La sua carriera iniziale è passata attraverso l'azienda Gascoin a Le Havre, dove l'esposizione al design scandinavo e giapponese ha riorientato il suo pensiero su materiali e forme. La svolta decisiva è arrivata quando ha iniziato a lavorare con il produttore olandese Artifort nel 1958. Nel decennio successivo, Paulin ha prodotto la serie di sedie che hanno definito la sua reputazione: la Mushroom (1960), la Tulip (1965), la Ribbon (1966) e la Tongue (1967-68). Ognuna utilizzava una struttura in tubo d'acciaio imbottita di schiuma modellata, poi rivestita in un unico pezzo di jersey elasticizzato. Il metodo consentiva forme completamente organiche e conformi al corpo che non avevano precedenti nell'arredamento di produzione del dopoguerra.
La qualità edonistica di quelle forme ha attirato l'attenzione dello stato francese. Nel 1972, il presidente Georges Pompidou commissionò a Paulin la riprogettazione di tre stanze nelle sezioni semi-private dell'Eliseo, tra cui la sala da pranzo e il fumoir. Nel 1984 Paulin tornò all'Eliseo per François Mitterrand, progettando l'ufficio presidenziale che fu installato nel 1988 durante il secondo mandato di Mitterrand. Intraprese anche la riprogettazione dell'ala Denon del Louvre e della sala degli arazzi nel Municipio di Parigi.

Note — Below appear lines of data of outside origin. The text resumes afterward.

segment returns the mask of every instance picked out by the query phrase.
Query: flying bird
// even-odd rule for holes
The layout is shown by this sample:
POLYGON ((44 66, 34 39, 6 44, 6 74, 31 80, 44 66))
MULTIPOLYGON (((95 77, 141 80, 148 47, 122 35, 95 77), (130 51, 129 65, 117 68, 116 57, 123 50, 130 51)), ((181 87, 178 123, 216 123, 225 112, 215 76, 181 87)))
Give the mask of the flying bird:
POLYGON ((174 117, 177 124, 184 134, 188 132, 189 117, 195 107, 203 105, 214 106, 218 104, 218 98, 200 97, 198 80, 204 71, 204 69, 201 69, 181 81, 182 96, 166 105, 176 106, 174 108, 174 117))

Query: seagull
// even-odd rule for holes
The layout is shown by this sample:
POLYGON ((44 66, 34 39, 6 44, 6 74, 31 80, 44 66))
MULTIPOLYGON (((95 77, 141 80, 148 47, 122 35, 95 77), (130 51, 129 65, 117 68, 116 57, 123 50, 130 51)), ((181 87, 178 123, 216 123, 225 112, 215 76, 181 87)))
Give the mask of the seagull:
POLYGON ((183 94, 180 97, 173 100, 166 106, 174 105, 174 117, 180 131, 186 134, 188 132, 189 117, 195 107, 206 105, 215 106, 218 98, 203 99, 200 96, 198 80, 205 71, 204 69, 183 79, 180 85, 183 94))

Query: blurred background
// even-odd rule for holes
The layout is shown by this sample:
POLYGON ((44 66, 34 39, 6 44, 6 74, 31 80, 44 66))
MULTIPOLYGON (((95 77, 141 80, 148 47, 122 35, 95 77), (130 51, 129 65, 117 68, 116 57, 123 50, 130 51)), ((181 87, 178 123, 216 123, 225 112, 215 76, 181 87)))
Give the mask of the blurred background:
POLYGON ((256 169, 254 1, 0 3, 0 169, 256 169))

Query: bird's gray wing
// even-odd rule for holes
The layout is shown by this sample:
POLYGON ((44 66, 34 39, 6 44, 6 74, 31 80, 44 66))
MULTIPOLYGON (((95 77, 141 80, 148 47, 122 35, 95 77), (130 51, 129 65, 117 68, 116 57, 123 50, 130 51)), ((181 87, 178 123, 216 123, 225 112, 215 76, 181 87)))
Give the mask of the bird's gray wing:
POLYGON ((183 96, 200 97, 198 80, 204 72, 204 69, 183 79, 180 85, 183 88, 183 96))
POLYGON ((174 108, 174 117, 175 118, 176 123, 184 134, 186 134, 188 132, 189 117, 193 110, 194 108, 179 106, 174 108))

Paulin ha ricevuto una Medaglia d'Oro dalla Societe d'Encouragement a l'Art et a l'Industrie nel 1959, il Premio Rene Gabriel alla 12ª Triennale di Milano nel 1960, un Design Award da Monza nel 1968 e un premio a Eurodomus nel 1970. Si ritirò nelle Cevenne, nel sud della Francia, nel 1994, ma continuò a progettare. Una grande retrospettiva si tenne al Centre Pompidou di Parigi nel 2016. Alla sua morte nel giugno 2009, il presidente Nicolas Sarkozy lo descrisse come l'uomo che ha reso il design un'arte.
Sulla piattaforma Auctionist, le opere di Paulin compaiono in 14 lotti, concentrati presso Stockholms Auktionsverk. Gli articoli spaziano dai suoi modelli Artifort più duraturi: sedie Tulip, poltrone Mushroom, pouf Oyster e la sedia Groovy, oltre a pezzi successivi per Ligne Roset e La Cividina. I prezzi realizzati per le coppie di sedie Tulip hanno raggiunto 4.200-6.876 SEK. La domanda è costante tra i collezionisti di design post-bellico di influenza scandinava, e i suoi pezzi circolano regolarmente sul mercato secondario nordico.